Ein Schild weist in Richtung Eingang der Teststrecke für Patienten mit Verdacht auf das Coronavirus in der Turnhalle des Alexander-von-Humboldt-Gymnasiums in Schweinfurt hin.
Foto: Oliver Schikora | Ein Schild weist in Richtung Eingang der Teststrecke für Patienten mit Verdacht auf das Coronavirus in der Turnhalle des Alexander-von-Humboldt-Gymnasiums in Schweinfurt hin.

Robert Wagner erklärt im Gespräch mit dieser Redaktion, er habe sich nichts vorzuwerfen. Er weist die Vorwürfe der Stadt zurück, er könnte die Tür selbst geöffnet haben. Er sei mit seiner Lebensgefährtin vorbei gekommen, um zu fragen, wann sein Test terminiert sei. Es habe kein Verbotsschild gegeben, er sei hineingegangen, habe gerufen und sich niemand gemeldet. Es gebe mehrere Zeugen, die zur selben Zeit dort spazieren gingen.

"Ich war einfach schockiert und wollte das dokumentieren."
Robert Wagner.

"Ich war einfach schockiert und wollte das dokumentieren", erklärt Wagner seine Beweggründe, warum er, nachdem er gut 15 Minuten vor Ort war, schließlich noch ein Video drehte. Da er selbst betroffen sei – er wurde am Donnerstag in der Teststrecke auf das Coronavirus getestet – habe er sich auch um den Umgang mit seinen Daten gesorgt.

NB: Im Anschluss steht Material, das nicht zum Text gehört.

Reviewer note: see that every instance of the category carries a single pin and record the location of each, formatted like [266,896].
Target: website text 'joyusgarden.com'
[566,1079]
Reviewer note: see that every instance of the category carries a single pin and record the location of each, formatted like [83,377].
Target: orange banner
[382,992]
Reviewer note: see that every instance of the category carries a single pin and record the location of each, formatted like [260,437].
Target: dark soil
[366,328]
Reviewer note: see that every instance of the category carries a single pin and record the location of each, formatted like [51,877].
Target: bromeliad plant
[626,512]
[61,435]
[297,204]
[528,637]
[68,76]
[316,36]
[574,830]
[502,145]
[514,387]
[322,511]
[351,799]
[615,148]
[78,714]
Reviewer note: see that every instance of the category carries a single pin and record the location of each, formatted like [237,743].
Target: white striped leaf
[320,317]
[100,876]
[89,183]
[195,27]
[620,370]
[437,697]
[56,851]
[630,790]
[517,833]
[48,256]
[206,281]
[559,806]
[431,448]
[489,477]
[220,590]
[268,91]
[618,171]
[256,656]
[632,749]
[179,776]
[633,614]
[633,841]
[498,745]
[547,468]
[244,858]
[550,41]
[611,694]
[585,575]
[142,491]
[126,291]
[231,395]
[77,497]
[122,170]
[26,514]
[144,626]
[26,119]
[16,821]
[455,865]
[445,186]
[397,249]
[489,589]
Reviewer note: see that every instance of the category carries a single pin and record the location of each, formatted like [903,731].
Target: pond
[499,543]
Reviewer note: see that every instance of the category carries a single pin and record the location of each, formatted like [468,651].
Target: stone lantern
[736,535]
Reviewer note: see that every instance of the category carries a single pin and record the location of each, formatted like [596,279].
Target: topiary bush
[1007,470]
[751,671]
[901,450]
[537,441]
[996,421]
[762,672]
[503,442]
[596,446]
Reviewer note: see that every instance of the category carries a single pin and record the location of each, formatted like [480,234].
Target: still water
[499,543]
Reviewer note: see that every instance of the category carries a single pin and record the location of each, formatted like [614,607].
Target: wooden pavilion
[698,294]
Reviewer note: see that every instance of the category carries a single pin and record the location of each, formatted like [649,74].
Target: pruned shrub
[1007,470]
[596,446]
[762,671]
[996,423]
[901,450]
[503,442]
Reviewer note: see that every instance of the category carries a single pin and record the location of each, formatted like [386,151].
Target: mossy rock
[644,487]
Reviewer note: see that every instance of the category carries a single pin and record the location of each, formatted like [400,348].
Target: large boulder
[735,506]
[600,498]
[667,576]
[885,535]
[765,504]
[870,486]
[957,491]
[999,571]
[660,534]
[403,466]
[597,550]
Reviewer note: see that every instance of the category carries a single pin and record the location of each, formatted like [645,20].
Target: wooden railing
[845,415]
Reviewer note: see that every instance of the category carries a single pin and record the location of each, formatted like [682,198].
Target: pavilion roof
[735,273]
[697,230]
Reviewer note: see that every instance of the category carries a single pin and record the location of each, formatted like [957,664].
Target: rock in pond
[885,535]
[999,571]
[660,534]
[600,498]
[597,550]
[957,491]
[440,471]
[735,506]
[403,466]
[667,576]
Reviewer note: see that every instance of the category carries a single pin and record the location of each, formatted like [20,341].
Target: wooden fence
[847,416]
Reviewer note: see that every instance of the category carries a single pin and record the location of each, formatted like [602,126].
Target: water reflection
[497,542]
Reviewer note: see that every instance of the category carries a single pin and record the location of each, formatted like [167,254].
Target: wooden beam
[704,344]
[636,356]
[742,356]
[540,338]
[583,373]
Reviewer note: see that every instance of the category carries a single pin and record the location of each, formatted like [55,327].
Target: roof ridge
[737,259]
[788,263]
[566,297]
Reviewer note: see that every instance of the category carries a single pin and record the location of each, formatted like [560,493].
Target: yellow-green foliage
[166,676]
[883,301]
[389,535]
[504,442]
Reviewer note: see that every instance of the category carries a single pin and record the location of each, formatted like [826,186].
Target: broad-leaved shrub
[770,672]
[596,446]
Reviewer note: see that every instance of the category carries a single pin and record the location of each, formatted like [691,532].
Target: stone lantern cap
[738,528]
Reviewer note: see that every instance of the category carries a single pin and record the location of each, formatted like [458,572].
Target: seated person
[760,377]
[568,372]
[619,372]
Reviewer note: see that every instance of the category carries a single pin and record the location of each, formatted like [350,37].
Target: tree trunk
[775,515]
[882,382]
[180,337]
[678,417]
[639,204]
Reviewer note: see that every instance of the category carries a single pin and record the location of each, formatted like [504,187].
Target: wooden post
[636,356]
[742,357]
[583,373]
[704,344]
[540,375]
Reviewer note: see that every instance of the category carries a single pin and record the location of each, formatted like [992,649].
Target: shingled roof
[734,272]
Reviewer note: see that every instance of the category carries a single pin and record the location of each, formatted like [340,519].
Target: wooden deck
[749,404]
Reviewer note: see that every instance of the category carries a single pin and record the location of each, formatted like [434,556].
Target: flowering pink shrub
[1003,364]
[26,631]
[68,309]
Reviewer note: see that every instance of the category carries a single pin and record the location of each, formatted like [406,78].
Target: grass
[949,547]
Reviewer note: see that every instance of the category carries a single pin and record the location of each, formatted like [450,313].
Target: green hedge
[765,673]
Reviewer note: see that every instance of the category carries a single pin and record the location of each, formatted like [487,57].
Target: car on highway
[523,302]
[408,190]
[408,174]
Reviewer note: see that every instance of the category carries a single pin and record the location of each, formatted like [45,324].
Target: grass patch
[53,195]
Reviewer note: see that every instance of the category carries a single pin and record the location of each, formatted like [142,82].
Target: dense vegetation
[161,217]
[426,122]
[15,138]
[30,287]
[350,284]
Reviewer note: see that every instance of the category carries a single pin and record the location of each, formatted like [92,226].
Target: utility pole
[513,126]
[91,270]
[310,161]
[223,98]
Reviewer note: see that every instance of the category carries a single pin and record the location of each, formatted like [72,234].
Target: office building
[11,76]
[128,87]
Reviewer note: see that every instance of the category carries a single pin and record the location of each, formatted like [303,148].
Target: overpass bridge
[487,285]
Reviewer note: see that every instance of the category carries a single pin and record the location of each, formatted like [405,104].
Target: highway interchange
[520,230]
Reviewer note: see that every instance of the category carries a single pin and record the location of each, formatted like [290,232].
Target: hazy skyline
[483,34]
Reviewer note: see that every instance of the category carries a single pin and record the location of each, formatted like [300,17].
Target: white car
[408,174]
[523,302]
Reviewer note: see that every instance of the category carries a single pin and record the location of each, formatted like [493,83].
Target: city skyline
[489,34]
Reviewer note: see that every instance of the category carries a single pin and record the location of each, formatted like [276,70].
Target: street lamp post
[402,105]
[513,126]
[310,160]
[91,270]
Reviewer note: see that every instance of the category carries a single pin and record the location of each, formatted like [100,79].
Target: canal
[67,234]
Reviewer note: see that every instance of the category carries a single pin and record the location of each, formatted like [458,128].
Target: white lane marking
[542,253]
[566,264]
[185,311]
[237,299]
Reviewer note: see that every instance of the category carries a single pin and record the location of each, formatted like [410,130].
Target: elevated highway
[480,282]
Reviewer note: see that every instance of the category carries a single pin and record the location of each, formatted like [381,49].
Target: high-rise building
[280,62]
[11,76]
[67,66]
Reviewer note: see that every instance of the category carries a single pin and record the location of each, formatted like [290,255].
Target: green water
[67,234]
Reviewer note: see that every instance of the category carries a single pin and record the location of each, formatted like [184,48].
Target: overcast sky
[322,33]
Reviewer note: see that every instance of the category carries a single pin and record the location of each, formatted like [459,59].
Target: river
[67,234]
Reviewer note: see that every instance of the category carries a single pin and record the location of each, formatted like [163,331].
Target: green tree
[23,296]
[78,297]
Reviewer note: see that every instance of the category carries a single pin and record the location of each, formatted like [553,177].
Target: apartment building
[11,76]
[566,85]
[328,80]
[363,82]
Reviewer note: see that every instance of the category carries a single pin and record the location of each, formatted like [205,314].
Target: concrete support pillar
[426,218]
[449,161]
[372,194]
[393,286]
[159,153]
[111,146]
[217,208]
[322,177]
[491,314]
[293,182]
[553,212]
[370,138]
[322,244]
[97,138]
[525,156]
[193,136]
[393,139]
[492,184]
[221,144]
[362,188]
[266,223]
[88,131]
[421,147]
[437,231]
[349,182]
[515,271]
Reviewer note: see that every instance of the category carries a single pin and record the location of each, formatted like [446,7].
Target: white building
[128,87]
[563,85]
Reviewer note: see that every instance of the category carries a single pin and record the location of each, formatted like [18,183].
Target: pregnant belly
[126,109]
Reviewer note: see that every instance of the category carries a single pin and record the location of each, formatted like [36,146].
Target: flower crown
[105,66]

Sein Anwalt Jürgen Scholl erklärte als Reaktion auf die Stellungnahme der Stadt, Wagner empfinde diese als "völlig uangemessen" und nehme mit "großer Bestürzung und Entsetzen" zur Kenntnis, dass er nun "als Hetzer betitelt und als Lügner diffamiert" werde. Scholl wird die Polizei auffordern, die Videoüberwachung des Humboldt-Areals auszuwerten, "da wird man sehen, ob mein Mandant lügt oder nicht". Anfang nächster Woche werde man die Stadt auffordern, ihre Vorwürfe zu erklären. Man behalte sich weitere Schritte nach der Stellungnahme vor, so Scholl.

Seit dem 20. März wird die Turnhalle des im Moment geschlossenen Gymnasiums als Teststrecke vom Gesundheitsamt genutzt. Bisher wurden gut 300 Personen getestet, der geringste Teil von ihnen hatte das Coronavirus. Seit 31. März nutzt auch die Kassenärztliche Vereinigung die Teststrecke mit, um von ihr einbestellte Patienten zu testen.